Legislators push for more control over state auditors

Feb 23, 2011

The following article was published in The Current on February 22, 2011:


Legislators push for more control over state auditors


By Gary Fineout

Florida’s legislative leaders could soon have direct control over the hiring and firing of one of the state’s main auditors under a measure that will likely pass the first week of session.

Last year state lawmakers whacked the budget of the Office of Program Policy Analysis and Government Accountability by a third. Now legislators are moving ahead with a plan to change the state law requiring that the head of OPPAGA be hired and fired by a vote of the entire Legislature.

That same proposed legislation — which on Tuesday moved quickly through the House Rules and Calendar Committee — would also eliminate a legacy of disgraced former House Speaker Ray Sansom. Before he became speaker Sansom had pushed for a state law that created a process to decide whether or not state agencies should be abolished or “sunset.”

Rep. Ray Aubuchon, R-Cape Coral, contended the changes were part of an overall plan to give lawmakers the ability to easily change several legislative offices and joint committees without having to change state law. The House panel also approved new joint rules that keep OPPAGA as one of four legislative offices.

“One Legislature cannot bind a future Legislature,” Aubuchon said. “We are not carrying over past decisions made by past administrations.”

But Rep. Franklin Sands, D-Weston, questioned how independent OPPAGA auditors would function if they knew that they could easily be replaced.

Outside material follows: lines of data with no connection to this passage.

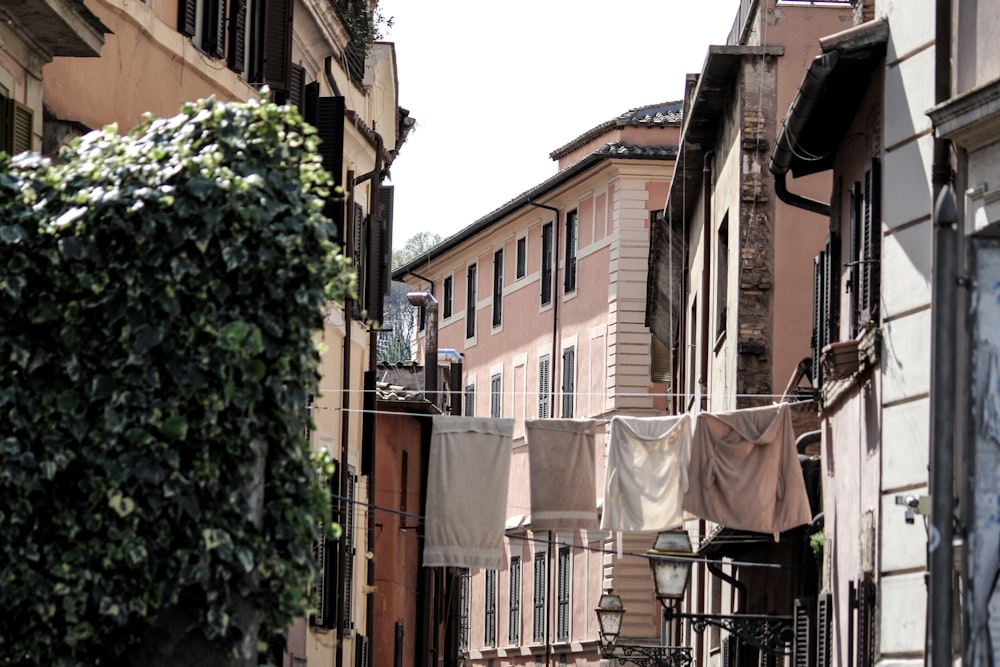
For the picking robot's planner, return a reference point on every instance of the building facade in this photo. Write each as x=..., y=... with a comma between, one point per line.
x=322, y=57
x=545, y=299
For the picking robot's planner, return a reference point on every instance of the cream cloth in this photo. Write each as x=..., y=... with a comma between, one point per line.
x=647, y=473
x=467, y=480
x=745, y=471
x=561, y=466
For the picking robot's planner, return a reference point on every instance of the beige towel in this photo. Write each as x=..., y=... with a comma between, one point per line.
x=647, y=473
x=745, y=471
x=467, y=480
x=561, y=466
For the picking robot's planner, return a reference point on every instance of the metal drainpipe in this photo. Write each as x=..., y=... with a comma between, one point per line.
x=555, y=306
x=944, y=321
x=706, y=267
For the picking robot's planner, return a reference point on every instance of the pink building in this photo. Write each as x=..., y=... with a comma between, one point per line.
x=545, y=298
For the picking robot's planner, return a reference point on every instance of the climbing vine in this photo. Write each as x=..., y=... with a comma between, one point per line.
x=159, y=297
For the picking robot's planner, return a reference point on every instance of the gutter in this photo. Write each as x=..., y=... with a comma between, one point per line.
x=798, y=114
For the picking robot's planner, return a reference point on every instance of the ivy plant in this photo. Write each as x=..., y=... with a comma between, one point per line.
x=160, y=293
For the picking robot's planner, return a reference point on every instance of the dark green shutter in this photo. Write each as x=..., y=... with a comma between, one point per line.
x=277, y=54
x=237, y=36
x=187, y=17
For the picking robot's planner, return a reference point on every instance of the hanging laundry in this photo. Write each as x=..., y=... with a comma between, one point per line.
x=467, y=480
x=561, y=466
x=647, y=473
x=745, y=471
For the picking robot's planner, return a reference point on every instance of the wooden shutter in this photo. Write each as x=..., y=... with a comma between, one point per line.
x=803, y=653
x=543, y=387
x=187, y=17
x=310, y=102
x=819, y=310
x=213, y=34
x=824, y=629
x=872, y=244
x=277, y=52
x=569, y=381
x=330, y=127
x=236, y=59
x=296, y=86
x=865, y=603
x=18, y=127
x=378, y=255
x=347, y=535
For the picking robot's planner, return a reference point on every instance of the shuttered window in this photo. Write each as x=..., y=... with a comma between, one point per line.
x=16, y=126
x=569, y=263
x=569, y=382
x=540, y=585
x=470, y=302
x=546, y=268
x=544, y=380
x=803, y=647
x=463, y=610
x=449, y=295
x=496, y=383
x=514, y=617
x=826, y=300
x=490, y=610
x=497, y=288
x=824, y=630
x=563, y=594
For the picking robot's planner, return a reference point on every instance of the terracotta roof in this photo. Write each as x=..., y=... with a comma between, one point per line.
x=652, y=115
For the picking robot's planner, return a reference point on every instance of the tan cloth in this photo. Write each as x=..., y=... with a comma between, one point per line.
x=467, y=481
x=561, y=467
x=745, y=471
x=646, y=474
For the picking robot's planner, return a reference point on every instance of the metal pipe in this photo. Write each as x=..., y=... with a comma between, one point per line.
x=944, y=319
x=942, y=453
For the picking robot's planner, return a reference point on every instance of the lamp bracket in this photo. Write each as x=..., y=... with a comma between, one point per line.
x=650, y=656
x=768, y=633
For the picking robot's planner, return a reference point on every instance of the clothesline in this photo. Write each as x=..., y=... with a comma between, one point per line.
x=741, y=539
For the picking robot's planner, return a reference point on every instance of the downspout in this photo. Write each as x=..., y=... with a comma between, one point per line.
x=555, y=307
x=369, y=438
x=944, y=325
x=706, y=270
x=798, y=112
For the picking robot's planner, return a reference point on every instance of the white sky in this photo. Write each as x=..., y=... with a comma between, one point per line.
x=496, y=86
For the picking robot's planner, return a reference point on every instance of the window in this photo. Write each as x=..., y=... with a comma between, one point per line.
x=16, y=123
x=470, y=400
x=722, y=277
x=495, y=395
x=490, y=610
x=253, y=37
x=569, y=381
x=522, y=257
x=470, y=302
x=540, y=584
x=448, y=297
x=514, y=618
x=866, y=243
x=547, y=264
x=569, y=268
x=497, y=288
x=463, y=610
x=562, y=595
x=544, y=378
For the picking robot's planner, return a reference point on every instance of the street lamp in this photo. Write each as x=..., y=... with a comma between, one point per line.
x=670, y=559
x=610, y=613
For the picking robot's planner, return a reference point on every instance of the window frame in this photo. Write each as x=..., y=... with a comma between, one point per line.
x=546, y=272
x=570, y=251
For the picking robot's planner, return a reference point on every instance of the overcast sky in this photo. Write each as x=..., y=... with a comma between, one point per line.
x=496, y=86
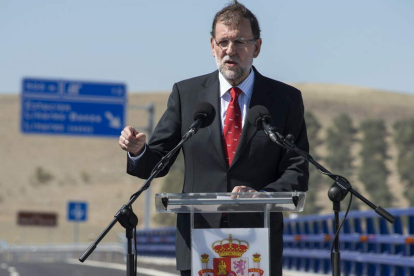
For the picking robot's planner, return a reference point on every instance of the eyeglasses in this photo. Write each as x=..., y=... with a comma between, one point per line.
x=238, y=43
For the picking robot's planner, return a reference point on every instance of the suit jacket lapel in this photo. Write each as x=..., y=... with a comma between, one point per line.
x=211, y=94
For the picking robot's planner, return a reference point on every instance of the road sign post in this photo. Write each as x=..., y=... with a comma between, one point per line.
x=77, y=212
x=68, y=107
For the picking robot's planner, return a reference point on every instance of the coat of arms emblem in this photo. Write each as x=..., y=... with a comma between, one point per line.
x=231, y=261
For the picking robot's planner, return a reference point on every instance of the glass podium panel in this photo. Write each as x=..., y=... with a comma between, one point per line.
x=230, y=202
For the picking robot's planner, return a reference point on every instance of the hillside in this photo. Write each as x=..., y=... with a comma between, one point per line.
x=93, y=169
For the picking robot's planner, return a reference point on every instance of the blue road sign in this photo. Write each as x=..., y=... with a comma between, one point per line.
x=72, y=107
x=77, y=211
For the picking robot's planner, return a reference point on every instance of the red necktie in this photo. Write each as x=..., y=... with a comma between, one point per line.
x=232, y=125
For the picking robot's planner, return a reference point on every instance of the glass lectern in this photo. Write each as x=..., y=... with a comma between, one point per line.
x=230, y=251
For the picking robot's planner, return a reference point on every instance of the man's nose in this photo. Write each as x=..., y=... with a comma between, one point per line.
x=231, y=48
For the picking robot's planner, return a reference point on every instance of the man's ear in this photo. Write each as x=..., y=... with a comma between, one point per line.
x=212, y=47
x=257, y=47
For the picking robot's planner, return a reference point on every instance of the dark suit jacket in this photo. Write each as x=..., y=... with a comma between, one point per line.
x=258, y=163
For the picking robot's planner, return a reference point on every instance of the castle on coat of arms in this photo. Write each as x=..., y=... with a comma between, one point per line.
x=231, y=261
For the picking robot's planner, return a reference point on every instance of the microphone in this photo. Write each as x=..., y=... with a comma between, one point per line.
x=204, y=114
x=260, y=117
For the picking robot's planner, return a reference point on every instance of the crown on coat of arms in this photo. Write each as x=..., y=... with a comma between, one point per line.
x=204, y=258
x=230, y=248
x=256, y=258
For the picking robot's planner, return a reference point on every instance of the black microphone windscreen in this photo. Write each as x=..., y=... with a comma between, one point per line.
x=206, y=112
x=256, y=114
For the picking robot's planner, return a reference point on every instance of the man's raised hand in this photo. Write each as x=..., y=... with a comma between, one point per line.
x=132, y=141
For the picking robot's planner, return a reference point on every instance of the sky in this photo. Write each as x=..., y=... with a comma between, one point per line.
x=150, y=45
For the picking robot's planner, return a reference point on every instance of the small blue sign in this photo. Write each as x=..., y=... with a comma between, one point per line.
x=73, y=107
x=77, y=211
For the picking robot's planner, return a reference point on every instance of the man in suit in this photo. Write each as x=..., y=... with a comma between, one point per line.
x=230, y=155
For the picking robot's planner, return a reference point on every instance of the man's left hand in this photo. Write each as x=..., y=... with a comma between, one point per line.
x=242, y=189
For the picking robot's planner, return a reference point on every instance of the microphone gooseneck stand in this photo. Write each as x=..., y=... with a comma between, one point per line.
x=126, y=217
x=336, y=193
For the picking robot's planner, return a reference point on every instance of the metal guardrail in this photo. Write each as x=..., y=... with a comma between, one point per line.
x=369, y=245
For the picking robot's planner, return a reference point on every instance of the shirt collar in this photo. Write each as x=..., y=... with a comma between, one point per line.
x=246, y=86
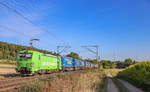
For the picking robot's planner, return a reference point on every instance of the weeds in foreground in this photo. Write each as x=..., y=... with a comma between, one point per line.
x=88, y=81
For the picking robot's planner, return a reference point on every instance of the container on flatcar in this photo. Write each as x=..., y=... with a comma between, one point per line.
x=77, y=63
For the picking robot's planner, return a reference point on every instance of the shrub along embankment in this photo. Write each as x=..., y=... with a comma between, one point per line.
x=84, y=81
x=138, y=75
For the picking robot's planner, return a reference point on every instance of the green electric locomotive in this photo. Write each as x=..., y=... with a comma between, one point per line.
x=32, y=62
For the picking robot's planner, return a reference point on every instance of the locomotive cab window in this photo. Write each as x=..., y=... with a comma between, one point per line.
x=25, y=56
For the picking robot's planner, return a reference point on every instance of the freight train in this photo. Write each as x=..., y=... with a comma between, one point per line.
x=33, y=62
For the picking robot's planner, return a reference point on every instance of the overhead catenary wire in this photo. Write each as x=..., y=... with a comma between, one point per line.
x=28, y=20
x=13, y=30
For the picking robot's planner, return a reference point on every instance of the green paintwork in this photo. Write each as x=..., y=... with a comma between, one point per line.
x=39, y=61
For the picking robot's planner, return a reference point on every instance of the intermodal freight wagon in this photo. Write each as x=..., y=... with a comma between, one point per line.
x=33, y=62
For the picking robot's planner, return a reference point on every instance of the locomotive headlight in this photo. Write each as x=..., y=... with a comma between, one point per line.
x=32, y=64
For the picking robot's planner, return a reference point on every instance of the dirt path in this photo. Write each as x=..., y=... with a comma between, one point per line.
x=130, y=87
x=111, y=87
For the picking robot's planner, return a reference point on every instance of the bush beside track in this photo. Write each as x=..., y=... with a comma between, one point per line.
x=138, y=74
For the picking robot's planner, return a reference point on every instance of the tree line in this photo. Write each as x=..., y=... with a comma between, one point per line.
x=9, y=51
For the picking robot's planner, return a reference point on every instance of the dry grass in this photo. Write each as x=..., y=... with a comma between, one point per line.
x=68, y=82
x=114, y=72
x=7, y=70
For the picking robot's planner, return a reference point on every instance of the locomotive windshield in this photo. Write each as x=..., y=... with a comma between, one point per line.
x=25, y=56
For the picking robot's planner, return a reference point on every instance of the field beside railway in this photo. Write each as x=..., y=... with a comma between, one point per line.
x=81, y=81
x=138, y=75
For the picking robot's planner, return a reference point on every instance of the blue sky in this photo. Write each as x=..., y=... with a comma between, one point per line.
x=120, y=27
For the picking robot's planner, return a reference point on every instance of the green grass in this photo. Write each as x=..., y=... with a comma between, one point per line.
x=103, y=85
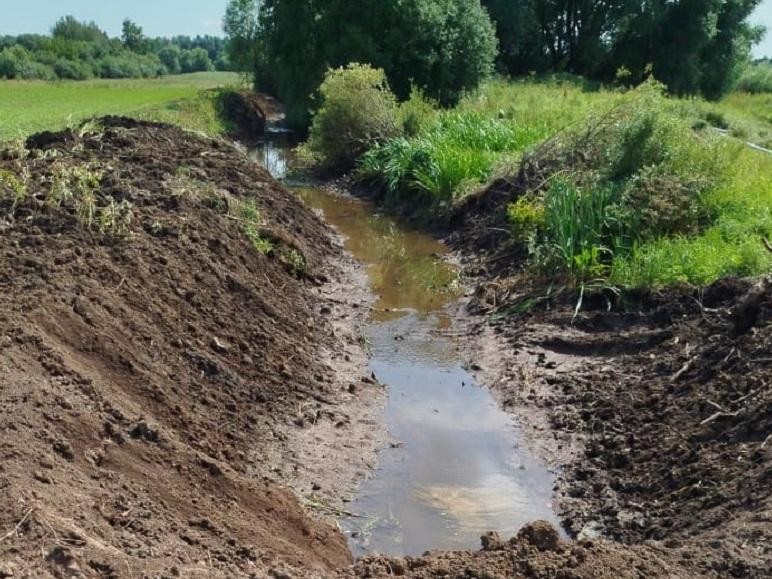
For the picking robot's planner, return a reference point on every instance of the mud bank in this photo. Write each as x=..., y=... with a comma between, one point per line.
x=660, y=417
x=173, y=401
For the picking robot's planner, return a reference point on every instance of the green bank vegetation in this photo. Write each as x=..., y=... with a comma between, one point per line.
x=610, y=188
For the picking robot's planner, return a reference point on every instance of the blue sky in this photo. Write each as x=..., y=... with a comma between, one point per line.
x=169, y=17
x=157, y=17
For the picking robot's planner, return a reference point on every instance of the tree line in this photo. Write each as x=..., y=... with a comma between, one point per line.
x=445, y=47
x=81, y=50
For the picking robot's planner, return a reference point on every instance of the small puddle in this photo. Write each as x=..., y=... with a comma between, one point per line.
x=456, y=470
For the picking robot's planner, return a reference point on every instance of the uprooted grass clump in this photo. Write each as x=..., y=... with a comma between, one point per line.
x=70, y=193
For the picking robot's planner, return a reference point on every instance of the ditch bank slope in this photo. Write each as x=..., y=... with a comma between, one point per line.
x=157, y=371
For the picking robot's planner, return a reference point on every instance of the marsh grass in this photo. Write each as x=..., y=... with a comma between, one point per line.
x=631, y=188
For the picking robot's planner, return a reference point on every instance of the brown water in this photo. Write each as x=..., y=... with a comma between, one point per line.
x=457, y=470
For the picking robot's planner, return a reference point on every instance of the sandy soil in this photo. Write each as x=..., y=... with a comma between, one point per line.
x=176, y=404
x=168, y=398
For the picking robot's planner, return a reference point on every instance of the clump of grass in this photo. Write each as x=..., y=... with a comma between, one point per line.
x=14, y=188
x=294, y=260
x=622, y=180
x=457, y=152
x=115, y=219
x=249, y=215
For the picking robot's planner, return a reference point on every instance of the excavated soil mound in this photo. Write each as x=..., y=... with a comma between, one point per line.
x=151, y=360
x=669, y=410
x=536, y=553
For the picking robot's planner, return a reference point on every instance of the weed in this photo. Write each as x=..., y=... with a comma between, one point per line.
x=249, y=215
x=115, y=219
x=14, y=188
x=526, y=216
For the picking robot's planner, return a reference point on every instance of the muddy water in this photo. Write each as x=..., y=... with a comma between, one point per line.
x=455, y=469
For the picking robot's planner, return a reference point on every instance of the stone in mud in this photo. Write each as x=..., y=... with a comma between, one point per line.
x=541, y=535
x=144, y=431
x=491, y=541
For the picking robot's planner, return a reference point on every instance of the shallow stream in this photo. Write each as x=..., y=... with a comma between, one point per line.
x=455, y=469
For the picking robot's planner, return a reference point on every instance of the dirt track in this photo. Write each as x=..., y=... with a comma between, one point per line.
x=175, y=403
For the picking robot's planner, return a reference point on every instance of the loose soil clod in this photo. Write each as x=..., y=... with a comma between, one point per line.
x=146, y=429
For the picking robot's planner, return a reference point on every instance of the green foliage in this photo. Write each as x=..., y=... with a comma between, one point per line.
x=443, y=47
x=132, y=36
x=416, y=113
x=756, y=79
x=454, y=153
x=251, y=220
x=80, y=51
x=295, y=261
x=72, y=190
x=526, y=217
x=693, y=47
x=357, y=111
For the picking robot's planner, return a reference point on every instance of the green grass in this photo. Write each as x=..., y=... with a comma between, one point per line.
x=633, y=190
x=731, y=245
x=486, y=133
x=31, y=106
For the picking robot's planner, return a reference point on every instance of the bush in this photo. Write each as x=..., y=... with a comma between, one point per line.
x=633, y=175
x=195, y=60
x=358, y=111
x=445, y=47
x=416, y=113
x=757, y=78
x=71, y=70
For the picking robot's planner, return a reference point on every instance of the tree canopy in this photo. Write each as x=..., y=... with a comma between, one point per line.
x=80, y=50
x=693, y=46
x=441, y=46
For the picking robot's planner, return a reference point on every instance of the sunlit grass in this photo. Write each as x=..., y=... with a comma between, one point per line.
x=733, y=245
x=30, y=106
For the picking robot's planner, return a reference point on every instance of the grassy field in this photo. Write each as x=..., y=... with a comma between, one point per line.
x=30, y=106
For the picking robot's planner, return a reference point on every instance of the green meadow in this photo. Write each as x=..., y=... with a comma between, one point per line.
x=30, y=106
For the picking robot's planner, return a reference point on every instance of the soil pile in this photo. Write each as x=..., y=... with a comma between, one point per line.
x=154, y=364
x=663, y=416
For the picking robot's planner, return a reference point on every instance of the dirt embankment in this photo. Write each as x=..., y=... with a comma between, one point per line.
x=657, y=413
x=162, y=383
x=660, y=418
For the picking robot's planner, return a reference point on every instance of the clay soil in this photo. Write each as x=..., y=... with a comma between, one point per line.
x=173, y=403
x=177, y=404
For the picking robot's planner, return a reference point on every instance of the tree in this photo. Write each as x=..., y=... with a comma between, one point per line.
x=132, y=36
x=442, y=46
x=170, y=58
x=244, y=47
x=195, y=60
x=68, y=28
x=690, y=45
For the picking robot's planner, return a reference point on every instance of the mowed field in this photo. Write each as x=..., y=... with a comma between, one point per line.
x=30, y=106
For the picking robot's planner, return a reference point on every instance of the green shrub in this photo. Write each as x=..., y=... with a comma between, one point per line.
x=72, y=70
x=454, y=153
x=416, y=113
x=357, y=111
x=756, y=79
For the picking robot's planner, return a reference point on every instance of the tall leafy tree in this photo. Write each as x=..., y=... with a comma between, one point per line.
x=691, y=45
x=441, y=46
x=132, y=36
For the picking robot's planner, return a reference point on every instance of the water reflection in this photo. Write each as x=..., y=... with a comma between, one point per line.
x=457, y=471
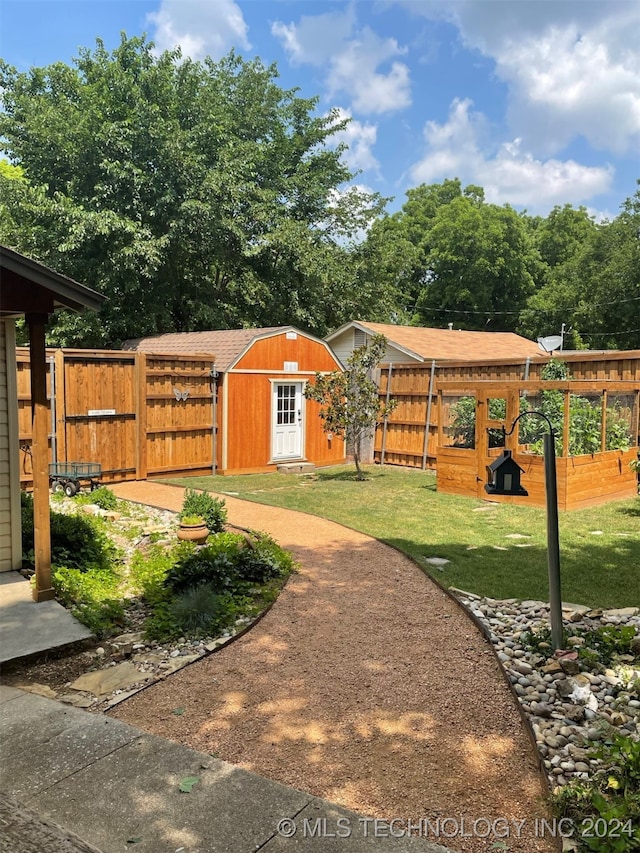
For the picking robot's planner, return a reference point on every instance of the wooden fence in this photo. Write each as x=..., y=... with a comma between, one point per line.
x=137, y=415
x=597, y=473
x=405, y=438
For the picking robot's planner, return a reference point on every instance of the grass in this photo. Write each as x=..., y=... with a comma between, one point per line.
x=402, y=507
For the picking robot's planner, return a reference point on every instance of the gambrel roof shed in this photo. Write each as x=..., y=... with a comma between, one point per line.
x=263, y=419
x=420, y=344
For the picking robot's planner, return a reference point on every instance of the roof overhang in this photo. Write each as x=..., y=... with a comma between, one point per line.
x=28, y=287
x=260, y=336
x=355, y=324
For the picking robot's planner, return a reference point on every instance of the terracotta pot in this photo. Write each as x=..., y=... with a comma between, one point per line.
x=196, y=533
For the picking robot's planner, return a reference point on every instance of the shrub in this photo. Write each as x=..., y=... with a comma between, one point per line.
x=200, y=609
x=214, y=564
x=78, y=542
x=94, y=598
x=610, y=801
x=104, y=498
x=264, y=559
x=229, y=562
x=201, y=504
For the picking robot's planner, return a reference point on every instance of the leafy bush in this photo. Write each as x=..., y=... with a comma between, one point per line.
x=262, y=559
x=201, y=504
x=229, y=562
x=610, y=801
x=94, y=598
x=214, y=564
x=104, y=498
x=78, y=542
x=202, y=610
x=148, y=570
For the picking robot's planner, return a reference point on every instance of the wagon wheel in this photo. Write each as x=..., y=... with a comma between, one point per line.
x=71, y=488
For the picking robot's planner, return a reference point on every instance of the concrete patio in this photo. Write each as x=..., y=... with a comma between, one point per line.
x=28, y=627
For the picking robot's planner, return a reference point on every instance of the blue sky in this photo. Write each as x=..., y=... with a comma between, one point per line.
x=538, y=101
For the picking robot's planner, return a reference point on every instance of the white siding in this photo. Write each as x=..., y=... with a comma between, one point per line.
x=343, y=346
x=10, y=547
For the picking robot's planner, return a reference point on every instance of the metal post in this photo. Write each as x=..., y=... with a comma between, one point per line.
x=428, y=423
x=553, y=539
x=384, y=426
x=214, y=415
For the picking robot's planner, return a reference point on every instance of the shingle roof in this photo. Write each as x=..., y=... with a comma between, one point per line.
x=226, y=344
x=448, y=345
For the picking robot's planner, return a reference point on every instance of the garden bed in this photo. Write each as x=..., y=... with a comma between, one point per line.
x=119, y=558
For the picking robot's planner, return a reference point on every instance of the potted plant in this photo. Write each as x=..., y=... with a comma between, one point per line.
x=192, y=528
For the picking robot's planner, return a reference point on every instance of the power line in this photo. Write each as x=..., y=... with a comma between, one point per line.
x=512, y=313
x=616, y=334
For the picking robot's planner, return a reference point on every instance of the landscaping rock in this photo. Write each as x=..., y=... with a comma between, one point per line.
x=105, y=681
x=568, y=709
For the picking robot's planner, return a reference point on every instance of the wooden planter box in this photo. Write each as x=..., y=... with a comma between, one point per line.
x=586, y=480
x=582, y=480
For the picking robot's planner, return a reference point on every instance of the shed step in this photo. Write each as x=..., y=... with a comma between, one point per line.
x=296, y=468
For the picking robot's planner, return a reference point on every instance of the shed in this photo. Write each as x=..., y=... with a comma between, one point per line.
x=34, y=291
x=416, y=344
x=262, y=420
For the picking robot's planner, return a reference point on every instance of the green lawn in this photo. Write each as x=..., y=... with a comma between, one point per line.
x=402, y=507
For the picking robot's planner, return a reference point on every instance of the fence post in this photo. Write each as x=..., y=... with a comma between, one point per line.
x=566, y=423
x=384, y=426
x=428, y=421
x=61, y=408
x=141, y=415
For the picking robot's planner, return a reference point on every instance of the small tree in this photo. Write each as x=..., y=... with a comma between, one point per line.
x=350, y=405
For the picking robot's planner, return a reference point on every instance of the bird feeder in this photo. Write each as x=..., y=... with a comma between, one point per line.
x=503, y=476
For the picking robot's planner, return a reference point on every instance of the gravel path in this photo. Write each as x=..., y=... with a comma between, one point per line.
x=364, y=684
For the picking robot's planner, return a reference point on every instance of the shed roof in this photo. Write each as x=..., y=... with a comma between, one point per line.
x=225, y=344
x=29, y=286
x=445, y=344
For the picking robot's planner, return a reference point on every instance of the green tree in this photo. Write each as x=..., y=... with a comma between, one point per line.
x=481, y=260
x=350, y=405
x=194, y=195
x=592, y=279
x=448, y=252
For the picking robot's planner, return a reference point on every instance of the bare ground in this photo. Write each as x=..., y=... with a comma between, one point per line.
x=364, y=684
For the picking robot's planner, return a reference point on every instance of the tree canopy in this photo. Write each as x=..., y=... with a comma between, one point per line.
x=202, y=195
x=194, y=195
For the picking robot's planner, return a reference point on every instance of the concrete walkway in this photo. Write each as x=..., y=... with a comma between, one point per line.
x=27, y=627
x=114, y=789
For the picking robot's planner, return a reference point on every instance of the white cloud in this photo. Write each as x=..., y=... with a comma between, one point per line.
x=509, y=174
x=572, y=68
x=314, y=38
x=360, y=137
x=199, y=27
x=356, y=62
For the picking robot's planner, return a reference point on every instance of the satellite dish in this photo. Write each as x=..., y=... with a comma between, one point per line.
x=550, y=343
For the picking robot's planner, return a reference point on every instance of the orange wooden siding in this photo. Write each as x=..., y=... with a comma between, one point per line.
x=249, y=424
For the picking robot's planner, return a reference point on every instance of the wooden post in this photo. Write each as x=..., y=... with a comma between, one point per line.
x=43, y=590
x=61, y=410
x=566, y=423
x=141, y=415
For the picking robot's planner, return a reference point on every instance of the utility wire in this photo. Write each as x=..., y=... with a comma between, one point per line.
x=542, y=310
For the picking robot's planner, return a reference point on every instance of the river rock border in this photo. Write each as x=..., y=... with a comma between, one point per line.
x=568, y=710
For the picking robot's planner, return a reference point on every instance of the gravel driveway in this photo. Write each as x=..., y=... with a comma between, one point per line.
x=364, y=684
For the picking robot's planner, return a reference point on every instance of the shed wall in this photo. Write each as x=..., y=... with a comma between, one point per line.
x=10, y=544
x=248, y=424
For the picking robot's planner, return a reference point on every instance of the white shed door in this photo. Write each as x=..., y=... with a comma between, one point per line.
x=287, y=420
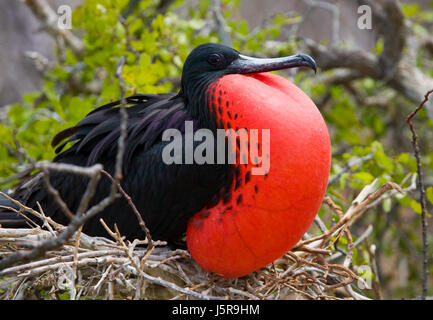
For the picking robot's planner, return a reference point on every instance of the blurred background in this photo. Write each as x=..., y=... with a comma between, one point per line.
x=375, y=66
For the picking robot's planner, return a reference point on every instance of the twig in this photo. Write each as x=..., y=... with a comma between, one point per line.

“If I’m signing someone’s paycheck I expect them to do exactly what I want,” Sands said.

The joint rules and the bill are scheduled to be taken up by the Senate Rules Committee on Thursday. Aubuchon said both measures will be voted on by the full Legislature during the first week of session in March.

The measure under consideration would also abolish the Century Commission for a Sustainable Florida as well as the Technology Review Workgroup, the office that is supposed to keep an eye on information technology purchases made by state agencies.

Last winter House Speaker Dean Cannon and Senate President Mike Haridopolos fired the person who ran the Technology Review Workgroup. That office in 2009 presented a scathing report to state lawmakers that suggested more than $200 million had been spent on computer systems and information technology projects that were poorly planned and did not work as initially proposed.

The new joint rules that are being proposed would also make changes to the review period for the budget. The state constitution requires that lawmakers must wait 72 hours before they can take a final vote on the budget.

The new rules would require that lawmakers could not vote on any  “conforming” or “implementing” bills that accompany the budget unless they have been available for at least 24 hours.